I go - we got to put a pizza place, we got to put a bodega in. So the sequence that was a hardware store, we split it between those two places. We ended up shooting at my favorite pizza place that - when I was there in New York for two months. I just loved this place. It’s called Famous Amadeus Pizza. And we shot there.

And that whole scene was - with getting the shark into the oven came from just standing in that restaurant going, we got to do this. So there was a lot of stuff informing us as we were there and it started evolving, you know, utilizing, you know, the various aspects of New York.

Q: I was wondering, from an acting perspective, obviously the film has a lot of humor in it. Do you guys sort of play it seriously in your mind and trying to sort of be this character or do you sort of - are very conscious of some of the lines that are sort of coming out that sort of - definitely will get some laughs from the audience? Do you sort of play it serious or take a laugh with it?

Vivica Fox: I definitely played my character serious and then I think, like, in the moments and what were fighting against and the elements, then the comedy ensued. So I took it very serious that, you know, a Sharknado was coming and we were there to stop it.

Tara Reid: Yes, I mean I think we all had to take, you know - even though the situation seems so crazy. But you had to play it serious because if you didn’t - if we were playing it laughing the whole time then the storyline wouldn’t even make sense. It’s by taking it serious in such an absurd crazy, you know, environment and that’s where the jokes come in, that’s where it gets funny.

So I think you really do have to commit to your character, you know, and also know what you’re playing and being in that situation that you’re in and playing it serious then there comes the humor. So I think that’s really what you - you know, a lot of people did.

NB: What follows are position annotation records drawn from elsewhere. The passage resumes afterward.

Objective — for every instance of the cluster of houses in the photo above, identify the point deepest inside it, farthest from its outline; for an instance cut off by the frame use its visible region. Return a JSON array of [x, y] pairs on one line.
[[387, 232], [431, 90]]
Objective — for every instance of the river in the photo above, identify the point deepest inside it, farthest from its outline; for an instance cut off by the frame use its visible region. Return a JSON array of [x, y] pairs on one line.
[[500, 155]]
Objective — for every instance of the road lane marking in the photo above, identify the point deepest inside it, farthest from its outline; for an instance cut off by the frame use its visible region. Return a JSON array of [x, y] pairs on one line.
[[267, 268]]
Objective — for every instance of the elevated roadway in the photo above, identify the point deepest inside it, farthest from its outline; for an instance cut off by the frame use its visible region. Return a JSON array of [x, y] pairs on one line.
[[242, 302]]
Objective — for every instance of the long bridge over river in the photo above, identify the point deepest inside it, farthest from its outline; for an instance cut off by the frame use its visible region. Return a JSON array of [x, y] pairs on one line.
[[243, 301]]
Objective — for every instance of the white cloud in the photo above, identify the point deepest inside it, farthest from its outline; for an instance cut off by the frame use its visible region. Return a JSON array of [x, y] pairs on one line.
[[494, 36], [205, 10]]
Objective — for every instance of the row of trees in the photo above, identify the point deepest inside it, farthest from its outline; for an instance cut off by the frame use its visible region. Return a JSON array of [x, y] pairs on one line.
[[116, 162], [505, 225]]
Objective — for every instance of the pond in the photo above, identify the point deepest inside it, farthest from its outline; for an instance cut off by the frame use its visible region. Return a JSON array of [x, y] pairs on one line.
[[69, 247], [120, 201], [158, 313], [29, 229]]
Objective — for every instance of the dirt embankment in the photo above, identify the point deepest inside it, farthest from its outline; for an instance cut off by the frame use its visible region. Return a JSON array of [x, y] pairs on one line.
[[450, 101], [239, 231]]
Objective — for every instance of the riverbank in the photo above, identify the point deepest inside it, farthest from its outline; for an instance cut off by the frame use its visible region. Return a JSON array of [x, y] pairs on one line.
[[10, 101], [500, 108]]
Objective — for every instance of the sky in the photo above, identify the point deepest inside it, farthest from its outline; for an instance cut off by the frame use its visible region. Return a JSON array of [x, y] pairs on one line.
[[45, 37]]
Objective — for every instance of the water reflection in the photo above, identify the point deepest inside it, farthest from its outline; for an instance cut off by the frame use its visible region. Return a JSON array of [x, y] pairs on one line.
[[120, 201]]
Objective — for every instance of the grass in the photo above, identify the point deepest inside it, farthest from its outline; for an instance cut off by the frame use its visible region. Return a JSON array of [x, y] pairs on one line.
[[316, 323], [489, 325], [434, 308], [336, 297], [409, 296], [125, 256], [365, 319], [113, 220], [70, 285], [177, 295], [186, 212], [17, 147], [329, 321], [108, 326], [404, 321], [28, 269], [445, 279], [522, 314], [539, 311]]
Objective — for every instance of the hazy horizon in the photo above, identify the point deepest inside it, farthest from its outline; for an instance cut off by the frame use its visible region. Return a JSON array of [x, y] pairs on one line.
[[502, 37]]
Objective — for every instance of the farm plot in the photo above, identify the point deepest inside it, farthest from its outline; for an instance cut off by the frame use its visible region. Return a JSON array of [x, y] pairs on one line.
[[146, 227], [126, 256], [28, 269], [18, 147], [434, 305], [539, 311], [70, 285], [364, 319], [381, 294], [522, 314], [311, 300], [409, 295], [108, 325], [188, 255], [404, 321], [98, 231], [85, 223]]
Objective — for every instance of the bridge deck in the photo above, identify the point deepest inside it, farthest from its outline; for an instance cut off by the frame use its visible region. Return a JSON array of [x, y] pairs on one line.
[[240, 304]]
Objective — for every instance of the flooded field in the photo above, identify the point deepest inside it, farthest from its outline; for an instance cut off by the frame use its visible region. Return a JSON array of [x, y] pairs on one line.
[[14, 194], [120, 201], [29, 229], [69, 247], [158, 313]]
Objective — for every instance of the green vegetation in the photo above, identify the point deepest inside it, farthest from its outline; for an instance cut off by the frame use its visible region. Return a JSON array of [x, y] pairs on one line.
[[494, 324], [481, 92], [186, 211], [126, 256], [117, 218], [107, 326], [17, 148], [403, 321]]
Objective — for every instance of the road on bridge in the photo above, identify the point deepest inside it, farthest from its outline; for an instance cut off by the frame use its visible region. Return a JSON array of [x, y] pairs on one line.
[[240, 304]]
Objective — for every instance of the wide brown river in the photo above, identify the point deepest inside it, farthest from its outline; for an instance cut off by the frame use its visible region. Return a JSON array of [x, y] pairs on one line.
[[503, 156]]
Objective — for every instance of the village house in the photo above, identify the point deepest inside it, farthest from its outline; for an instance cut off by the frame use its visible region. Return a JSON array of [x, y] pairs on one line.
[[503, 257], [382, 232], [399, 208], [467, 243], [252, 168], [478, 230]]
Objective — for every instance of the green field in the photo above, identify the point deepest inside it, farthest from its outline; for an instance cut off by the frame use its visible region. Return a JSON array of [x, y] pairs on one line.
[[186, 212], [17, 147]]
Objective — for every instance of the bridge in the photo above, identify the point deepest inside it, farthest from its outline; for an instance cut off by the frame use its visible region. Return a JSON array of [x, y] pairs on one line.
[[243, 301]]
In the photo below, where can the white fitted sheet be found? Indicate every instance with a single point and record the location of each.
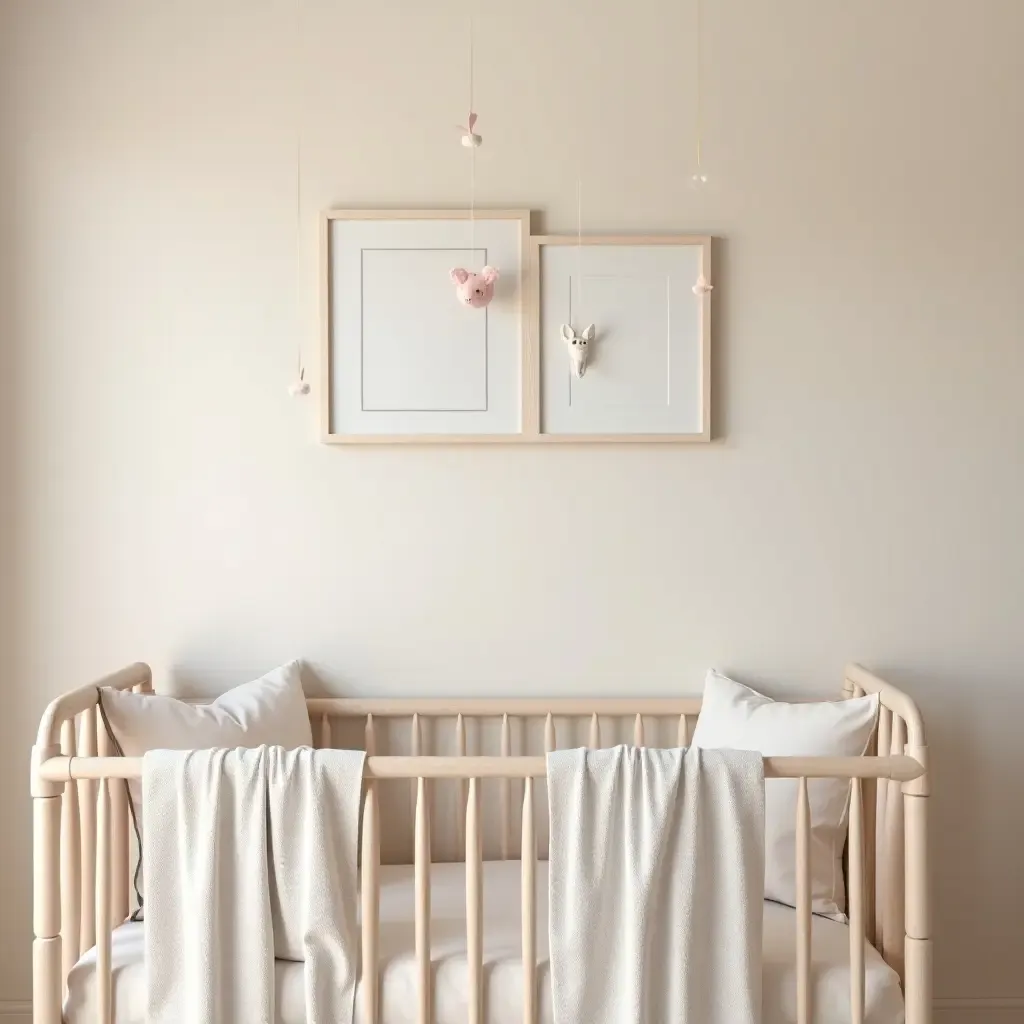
(503, 974)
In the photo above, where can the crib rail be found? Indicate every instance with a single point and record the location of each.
(83, 862)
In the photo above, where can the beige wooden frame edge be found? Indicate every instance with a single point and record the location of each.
(528, 402)
(538, 242)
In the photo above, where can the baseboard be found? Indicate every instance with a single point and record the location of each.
(994, 1010)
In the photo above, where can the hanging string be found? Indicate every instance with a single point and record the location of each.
(698, 177)
(579, 313)
(300, 385)
(472, 151)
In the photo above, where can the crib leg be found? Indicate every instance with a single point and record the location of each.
(918, 948)
(46, 981)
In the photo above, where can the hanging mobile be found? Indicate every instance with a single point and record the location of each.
(469, 137)
(301, 386)
(578, 345)
(472, 289)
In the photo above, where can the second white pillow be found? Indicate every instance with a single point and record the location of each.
(734, 716)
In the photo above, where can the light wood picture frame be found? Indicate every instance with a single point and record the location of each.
(643, 265)
(473, 383)
(509, 382)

Anthony C. Ferrante: And I think one of the other tricks with this movie and there’s a lot of horror films that will be just purposely campy and over the top but, you know, every - I think the key actually to this whole franchise is having everybody playing it straight.

I mean Ian has some very funny moments in the movie and lines but they’re character driven, they’re reactionary. The only people that are allowed to be funny are your comic relief characters, which are like, Judah Friedland. But even then they ground it. It’s not, ‘I’m making a joke.’

We still - that was one of the things when we’d get new people coming in for cameos. A couple times they would come in and they’d be over the top when we were rehearsing. And we’d be like, no, no, no, it has to be played straight.

You can be as funny as you want but you have to be in character and take the situation seriously. And I think that’s part of the charm. I mean Ian, you kind of agree, right, with...

Ian Ziering: Absolutely, even though the situations are absurd, you know, in the reality of the imaginary circumstances if you will, you know, you say and do things that - you know, are appropriate for the actions or the scenario.

But as a spectator, as an observer, you realize how funny they are within that situation. But when you’re dealing with it, you know, you have to act naturally in imaginary circumstances.

But as a spectator you realize that, you know, you get to enjoy the fun of it because you’re a witness. You’re not there experiencing it. So in that dichotomy, that’s where really the joy of the movie exists because you have to suspend this believe to buy into what you’re doing but yet you still have you foot in the real world so it gives you perspective of how absurd this movie really is.

Anthony C. Ferrante: I think a perfect example of what Ian did in the first movie when he chainsawed his way out of the shark there’s two ways that could have went. You could have went the Jim Carey route where it’s like, I’m laughing it up. Or you do what he did which was literally committing that he just was inside of a shark and that inherently makes it funnier because it’s so earnest that it’s - and it’s so in the moment.

And I think that’s one of the charms about why people remember that sequence because - you know, Ian - it was the coldest day of the year in LA, which is hard to believe that we had a cold day. And a lot of - we dumped, like, 20 gallons of water on him. He’s freezing to death. He did. It was great. It was awesome.